Die Finanzierung könnte der Bund einheitlich übernehmen, der ja heute z.B. Schulgebäude energetisch saniert, aufgrund des Kooperationsverbotes jedoch nicht die Schul-IT übernehmen darf.

Stefan Recht: Die Forschung hat ja bereits herausgefunden das sich Computer- und Videospiele durch Spiegelneuronen auf den Menschen auswirken können.[2] Neueste Studien zeigen auch auf, dass die übermäßige Nutzung eines Mobiltelefons oder Tablets auch negative Auswirkungen auf Kinder haben können.[3] Welche Sicherheitsmaßnahmen kannst du dir hier vorstellen?

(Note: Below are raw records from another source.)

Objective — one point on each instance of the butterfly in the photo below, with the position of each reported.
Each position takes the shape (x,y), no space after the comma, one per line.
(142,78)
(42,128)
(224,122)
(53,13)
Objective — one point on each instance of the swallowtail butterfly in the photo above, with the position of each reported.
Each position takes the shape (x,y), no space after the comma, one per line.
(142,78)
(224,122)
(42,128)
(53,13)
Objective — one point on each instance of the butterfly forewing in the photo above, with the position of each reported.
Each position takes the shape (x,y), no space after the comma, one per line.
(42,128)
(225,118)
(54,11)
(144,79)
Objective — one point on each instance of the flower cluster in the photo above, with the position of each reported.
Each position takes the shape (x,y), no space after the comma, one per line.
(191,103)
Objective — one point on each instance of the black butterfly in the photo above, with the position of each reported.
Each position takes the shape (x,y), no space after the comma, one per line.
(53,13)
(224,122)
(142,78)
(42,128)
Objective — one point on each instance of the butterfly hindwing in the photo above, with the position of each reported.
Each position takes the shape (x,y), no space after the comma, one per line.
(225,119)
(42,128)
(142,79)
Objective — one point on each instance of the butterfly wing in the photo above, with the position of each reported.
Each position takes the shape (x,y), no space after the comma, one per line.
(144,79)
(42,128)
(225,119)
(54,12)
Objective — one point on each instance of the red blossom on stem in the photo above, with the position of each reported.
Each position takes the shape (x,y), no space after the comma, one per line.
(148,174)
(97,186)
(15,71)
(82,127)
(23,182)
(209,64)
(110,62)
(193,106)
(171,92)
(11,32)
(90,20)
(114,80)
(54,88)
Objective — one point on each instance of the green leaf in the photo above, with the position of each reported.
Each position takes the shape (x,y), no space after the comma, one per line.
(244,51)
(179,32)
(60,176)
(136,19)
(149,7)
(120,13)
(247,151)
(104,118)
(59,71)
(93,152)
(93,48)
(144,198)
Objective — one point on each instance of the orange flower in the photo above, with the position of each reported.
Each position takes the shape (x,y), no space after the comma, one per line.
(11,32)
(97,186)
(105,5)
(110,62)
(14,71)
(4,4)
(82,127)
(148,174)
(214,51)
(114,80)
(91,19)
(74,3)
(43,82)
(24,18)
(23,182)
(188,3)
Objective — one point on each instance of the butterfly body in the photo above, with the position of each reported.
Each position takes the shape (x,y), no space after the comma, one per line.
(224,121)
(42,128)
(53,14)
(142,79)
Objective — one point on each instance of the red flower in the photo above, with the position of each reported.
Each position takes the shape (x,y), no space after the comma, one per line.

Uli König: Computer, Smartphones, Tabletts und Bücher sind Medien. Wenn man sie übermäßig nutzt, hat das folgen. Wer sie nutzt, muss darauf vorbereitet werden. So ist es vielleicht keine gute Idee das Buch „Das Schweigen der Lämmer“ einem Heranwachsenden zum Lesen zu geben, ohne vorher den Unterschied zwischen Wirklichkeit und Fiktion genau erklärt zu haben.

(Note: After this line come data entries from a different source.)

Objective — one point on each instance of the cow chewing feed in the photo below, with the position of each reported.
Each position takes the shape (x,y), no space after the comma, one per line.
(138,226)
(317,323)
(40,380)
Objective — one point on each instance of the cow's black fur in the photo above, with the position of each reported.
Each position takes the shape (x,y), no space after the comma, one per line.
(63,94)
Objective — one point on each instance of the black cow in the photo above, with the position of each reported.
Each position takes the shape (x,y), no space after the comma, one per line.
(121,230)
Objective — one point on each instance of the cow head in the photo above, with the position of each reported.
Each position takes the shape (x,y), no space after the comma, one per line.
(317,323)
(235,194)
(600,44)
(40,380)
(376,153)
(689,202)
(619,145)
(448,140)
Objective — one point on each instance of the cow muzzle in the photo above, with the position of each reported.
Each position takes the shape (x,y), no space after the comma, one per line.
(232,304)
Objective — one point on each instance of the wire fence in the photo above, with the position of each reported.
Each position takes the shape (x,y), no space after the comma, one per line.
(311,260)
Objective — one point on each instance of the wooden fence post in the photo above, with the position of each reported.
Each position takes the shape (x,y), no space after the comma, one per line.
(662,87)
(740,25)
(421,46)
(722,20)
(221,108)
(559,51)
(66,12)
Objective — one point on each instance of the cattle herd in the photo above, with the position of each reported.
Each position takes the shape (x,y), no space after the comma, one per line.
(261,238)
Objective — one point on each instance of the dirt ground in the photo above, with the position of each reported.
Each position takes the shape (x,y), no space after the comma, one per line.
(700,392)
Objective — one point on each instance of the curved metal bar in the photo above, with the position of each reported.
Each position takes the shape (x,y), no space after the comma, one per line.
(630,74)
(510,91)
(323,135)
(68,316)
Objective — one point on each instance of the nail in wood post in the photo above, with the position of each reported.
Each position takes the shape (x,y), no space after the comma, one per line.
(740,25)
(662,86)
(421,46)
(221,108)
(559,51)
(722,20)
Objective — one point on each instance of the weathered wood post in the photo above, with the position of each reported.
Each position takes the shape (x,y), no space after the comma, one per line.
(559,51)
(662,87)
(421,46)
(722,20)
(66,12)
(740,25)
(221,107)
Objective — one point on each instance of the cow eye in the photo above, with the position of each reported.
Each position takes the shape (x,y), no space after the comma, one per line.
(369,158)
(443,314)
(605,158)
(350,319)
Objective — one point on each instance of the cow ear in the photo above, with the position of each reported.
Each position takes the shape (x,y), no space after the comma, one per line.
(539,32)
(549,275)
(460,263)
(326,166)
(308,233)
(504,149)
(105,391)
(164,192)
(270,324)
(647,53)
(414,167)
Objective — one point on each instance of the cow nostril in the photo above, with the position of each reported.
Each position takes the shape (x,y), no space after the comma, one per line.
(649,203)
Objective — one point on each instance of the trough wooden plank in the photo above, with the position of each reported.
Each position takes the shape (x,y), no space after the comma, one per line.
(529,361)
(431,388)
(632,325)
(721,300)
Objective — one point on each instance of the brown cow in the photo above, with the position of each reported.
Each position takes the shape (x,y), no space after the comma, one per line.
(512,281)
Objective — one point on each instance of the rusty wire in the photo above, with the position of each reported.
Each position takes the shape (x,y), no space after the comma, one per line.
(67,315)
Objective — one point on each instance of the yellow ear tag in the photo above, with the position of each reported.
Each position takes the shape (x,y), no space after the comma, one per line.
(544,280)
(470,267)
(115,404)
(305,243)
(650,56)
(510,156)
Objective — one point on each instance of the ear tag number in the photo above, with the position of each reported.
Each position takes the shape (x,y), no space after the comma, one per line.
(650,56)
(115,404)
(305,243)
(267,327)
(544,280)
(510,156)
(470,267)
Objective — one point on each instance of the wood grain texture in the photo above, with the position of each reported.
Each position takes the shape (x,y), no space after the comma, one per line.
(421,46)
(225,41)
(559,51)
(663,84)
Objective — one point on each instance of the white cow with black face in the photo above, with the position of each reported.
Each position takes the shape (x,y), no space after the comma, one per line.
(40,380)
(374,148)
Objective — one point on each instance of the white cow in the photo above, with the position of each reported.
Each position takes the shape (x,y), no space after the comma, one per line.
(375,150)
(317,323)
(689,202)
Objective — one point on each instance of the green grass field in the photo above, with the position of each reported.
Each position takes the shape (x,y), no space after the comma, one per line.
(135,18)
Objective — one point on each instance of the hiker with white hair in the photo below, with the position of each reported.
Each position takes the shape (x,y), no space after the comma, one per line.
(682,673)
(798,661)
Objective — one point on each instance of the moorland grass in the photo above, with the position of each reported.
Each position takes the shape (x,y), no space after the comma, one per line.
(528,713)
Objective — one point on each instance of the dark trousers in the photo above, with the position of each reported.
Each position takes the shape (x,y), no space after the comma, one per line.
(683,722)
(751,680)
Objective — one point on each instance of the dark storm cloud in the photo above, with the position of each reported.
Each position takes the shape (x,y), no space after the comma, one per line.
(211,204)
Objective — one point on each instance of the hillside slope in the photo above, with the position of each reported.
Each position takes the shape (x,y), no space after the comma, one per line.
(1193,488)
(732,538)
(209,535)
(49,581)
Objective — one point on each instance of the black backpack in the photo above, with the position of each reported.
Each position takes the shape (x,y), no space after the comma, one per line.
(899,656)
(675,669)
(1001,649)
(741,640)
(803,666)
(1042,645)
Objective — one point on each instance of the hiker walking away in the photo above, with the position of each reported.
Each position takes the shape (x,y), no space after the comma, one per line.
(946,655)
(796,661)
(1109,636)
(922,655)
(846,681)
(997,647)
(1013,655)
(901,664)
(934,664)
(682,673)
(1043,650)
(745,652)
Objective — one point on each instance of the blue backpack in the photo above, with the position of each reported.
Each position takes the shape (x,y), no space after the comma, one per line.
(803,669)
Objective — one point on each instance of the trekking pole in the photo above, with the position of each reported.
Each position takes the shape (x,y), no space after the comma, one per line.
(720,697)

Dasselbe Phänomen sehen wir bei Computerspielen. Eltern müssen sich die Zeit nehmen, um mit ihren Kindern zu reflektieren, dass gerade passiert.

Technische Hürden funktionieren in der Regel nur sehr eingeschränkt, da Kinder und Jugendliche äußerst erfinderisch darin sind, ihre Eltern aus zu manövrieren, wenn als Preis unbeschränktes Internet etc. winkt.

Technische Kindersicherungen, funktionieren bestenfalls für Rentner, die nicht mehr merken, dass sie gerade auf einen „Jetzt bestellen“ Button gedrückt haben.

Stefan Recht: Jetzt aber genug Schwarzmalerei. Welche großen Chancen und Möglichkeiten siehst du in dieser Technologie? Wird es bald die digitale Universität geben? Und auf welche Bereiche glaubst, du wird diese Technologie die größte Auswirkung haben?

Uli König: Die digitale Universität ist Realität seit den 90igern. Universitäten waren mit die ersten Einrichtungen, die ans Internet angeschlossen waren.

Die FH-Lübeck bietet bereits über onCampus digitale Studiengänge und anerkannte Fortbildungen an.

Allerdings laufen die Hochschulen genau wie der Rest der Gesellschaft mit zusammengebundenen Schnürsenkeln dank Urheberrecht und Verwertungsgesellschaften wie VG Wort.

Viele Werke werden nicht veröffentlicht, weil ihre Schöpfer Angst haben, für übernahmen aus anderen Werken zu Kasse gebeten zu werden.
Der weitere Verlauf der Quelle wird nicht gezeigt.